Весьма специфической областью философской деятельности поздних йогачаринов было их обсуждение проблемы солипсизма[37].
Проблема солипсизма активно обсуждалась и обсуждается в западной философии, будучи доктриной, которую, по выражению Б. Рассела, трудно принять и так же трудно опровергнуть. При этом выделяются различные типы солипсизма (метафизический солипсизм, эпистемологический солипсизм, солипсизм данного мгновения и другие). Вместе с тем не обошла проблему чужой одушевленности и буддийская философия, прежде всего логико-эпистемологическое направление поздней школы йогачара. Двое из ее представителей – Дхармакирти и Ратнакирти – занимались проблемой солипсизма специально и оставили сочинения, посвященные этой теме.
Сама буддийская доктрина не давала никаких оснований для сомнений в существовании других субъектов, поскольку она прямо провозглашала (устами самого Будды) принцип спасения всех живых существ, породивший идеал бодхисаттвы, движимого великим состраданием ко всем формам жизни, ввергнутым в круговорот сансары. Кроме того, махаянский буддизм также утверждал учение о всеведении (сарваджнята) Будды, которое предполагало и знание Буддой всех психических процессов всех живых существ. Предполагалось также, что и продвинутые йогины также обладали способностью проникать в чужую психику.
Ф.И. Щербатской переводил название знаменитого трактата Дхармакирти «Сантанантара сиддхи» как «Обоснование чужой одушевленности», и, по существу, этот перевод, конечно, верен. Однако следует иметь в виду, что буддизм в своей доктрине анатмавады отрицает существование постоянного «я», или души, и рассматривает живое существо в качестве потока, или континуума (сантана), элементарных психических состояний (дхарм).
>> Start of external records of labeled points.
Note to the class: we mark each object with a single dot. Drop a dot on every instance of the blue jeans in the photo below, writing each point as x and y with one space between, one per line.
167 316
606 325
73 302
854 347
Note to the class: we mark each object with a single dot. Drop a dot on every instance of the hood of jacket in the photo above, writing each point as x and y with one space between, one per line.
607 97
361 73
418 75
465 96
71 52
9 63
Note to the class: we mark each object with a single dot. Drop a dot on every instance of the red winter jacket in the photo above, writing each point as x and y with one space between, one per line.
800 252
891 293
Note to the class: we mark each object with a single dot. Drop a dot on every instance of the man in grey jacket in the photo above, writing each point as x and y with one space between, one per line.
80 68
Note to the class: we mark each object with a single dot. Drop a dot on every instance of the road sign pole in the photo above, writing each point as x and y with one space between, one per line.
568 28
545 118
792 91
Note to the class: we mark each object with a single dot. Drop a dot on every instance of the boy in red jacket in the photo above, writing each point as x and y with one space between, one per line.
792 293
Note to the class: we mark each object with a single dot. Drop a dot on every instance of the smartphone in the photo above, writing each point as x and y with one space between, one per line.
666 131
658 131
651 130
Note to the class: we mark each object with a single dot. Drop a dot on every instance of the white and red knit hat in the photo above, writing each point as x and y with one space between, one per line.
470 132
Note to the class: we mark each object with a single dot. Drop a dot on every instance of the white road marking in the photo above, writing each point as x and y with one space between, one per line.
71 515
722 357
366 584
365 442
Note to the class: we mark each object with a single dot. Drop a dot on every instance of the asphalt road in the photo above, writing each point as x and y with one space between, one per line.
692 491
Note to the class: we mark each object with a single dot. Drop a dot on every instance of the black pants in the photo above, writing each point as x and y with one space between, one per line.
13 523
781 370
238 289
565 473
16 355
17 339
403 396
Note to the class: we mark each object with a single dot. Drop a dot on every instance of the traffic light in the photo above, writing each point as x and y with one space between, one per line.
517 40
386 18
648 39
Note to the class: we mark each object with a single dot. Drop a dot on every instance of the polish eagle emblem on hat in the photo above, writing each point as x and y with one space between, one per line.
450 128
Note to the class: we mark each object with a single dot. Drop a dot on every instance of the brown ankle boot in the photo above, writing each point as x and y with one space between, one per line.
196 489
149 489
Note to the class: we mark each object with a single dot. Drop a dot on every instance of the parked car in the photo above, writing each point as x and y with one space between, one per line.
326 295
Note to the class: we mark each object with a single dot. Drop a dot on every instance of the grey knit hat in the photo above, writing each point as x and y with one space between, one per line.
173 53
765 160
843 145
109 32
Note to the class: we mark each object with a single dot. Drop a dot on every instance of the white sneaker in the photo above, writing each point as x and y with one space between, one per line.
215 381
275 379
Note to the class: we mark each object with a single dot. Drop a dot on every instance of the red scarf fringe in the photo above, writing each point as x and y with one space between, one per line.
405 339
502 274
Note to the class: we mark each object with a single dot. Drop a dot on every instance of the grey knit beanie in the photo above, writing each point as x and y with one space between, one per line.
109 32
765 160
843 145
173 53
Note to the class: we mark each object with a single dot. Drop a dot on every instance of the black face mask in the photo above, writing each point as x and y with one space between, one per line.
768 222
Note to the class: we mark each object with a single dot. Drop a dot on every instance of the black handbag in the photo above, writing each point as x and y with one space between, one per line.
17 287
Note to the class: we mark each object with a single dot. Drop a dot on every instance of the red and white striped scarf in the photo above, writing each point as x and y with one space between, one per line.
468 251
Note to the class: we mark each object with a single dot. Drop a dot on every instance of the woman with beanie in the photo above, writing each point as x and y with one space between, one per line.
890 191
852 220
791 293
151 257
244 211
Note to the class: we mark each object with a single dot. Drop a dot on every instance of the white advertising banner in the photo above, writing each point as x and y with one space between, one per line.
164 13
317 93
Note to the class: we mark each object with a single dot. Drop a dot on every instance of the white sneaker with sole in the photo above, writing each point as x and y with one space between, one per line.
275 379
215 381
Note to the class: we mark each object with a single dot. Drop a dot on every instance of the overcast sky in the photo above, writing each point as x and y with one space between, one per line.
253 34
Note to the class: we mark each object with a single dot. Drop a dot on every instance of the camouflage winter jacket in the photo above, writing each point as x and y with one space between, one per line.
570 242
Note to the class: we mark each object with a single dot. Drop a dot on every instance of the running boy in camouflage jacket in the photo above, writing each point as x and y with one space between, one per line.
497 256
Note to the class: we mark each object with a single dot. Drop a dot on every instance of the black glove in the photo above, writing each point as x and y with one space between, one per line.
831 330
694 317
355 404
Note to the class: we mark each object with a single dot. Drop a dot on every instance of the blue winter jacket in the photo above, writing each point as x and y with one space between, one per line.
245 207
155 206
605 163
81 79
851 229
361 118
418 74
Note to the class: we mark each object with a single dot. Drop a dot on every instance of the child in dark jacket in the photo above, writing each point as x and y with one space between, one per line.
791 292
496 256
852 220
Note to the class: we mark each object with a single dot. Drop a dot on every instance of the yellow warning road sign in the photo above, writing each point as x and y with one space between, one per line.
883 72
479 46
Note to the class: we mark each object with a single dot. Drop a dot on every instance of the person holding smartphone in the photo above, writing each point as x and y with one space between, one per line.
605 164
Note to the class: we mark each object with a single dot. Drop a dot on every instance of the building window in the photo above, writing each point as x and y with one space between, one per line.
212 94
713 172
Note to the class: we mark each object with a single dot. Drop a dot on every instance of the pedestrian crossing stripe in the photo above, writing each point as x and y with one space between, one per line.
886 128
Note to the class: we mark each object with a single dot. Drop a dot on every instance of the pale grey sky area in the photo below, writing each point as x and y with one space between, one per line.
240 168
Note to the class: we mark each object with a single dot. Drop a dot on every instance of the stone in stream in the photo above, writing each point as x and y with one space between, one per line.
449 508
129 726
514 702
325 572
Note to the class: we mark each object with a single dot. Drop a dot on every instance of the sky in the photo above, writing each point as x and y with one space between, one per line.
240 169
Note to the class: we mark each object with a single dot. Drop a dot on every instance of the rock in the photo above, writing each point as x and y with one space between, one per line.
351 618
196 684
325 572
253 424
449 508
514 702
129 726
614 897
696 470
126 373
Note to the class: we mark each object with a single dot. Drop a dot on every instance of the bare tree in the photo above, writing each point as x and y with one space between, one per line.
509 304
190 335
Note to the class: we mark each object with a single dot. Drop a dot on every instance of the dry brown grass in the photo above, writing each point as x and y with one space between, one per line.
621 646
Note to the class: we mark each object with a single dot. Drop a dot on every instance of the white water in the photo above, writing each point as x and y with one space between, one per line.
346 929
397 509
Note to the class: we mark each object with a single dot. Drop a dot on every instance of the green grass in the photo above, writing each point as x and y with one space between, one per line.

Следовательно, название данного текста можно перевести дословнее как «Трактат, дающий окончательное доказательство существования других континуумов».
Хотя, как говорилось ранее, буддийская доктрина не давала никаких оснований для солипсизма, философия школы йогачара, провозгласившая принцип «только лишь сознание» или «только лишь психическое» (виджняптиматра, читтаматра), естественным образом подошла к проблеме чужого «я», особенно после того, как Шантаракшита и Камалашила разработали доктрину сахопаламбхади, которая, подобно берклианству, провозглашала тождество восприятий и воспринимаемого. (Заметим в скобках, что это обстоятельство подтверждает тот факт, что философский дискурс в рамках буддизма развивался с достаточной степенью автономности от собственно религиозной доктрины буддизма.) Таким образом, вставал вопрос: если тела других людей, подобно прочим воспринимаемым объектам, тождественны восприятиям субъекта, то стоит ли за этими телами другой психический субъект, отличный от воспринимающего?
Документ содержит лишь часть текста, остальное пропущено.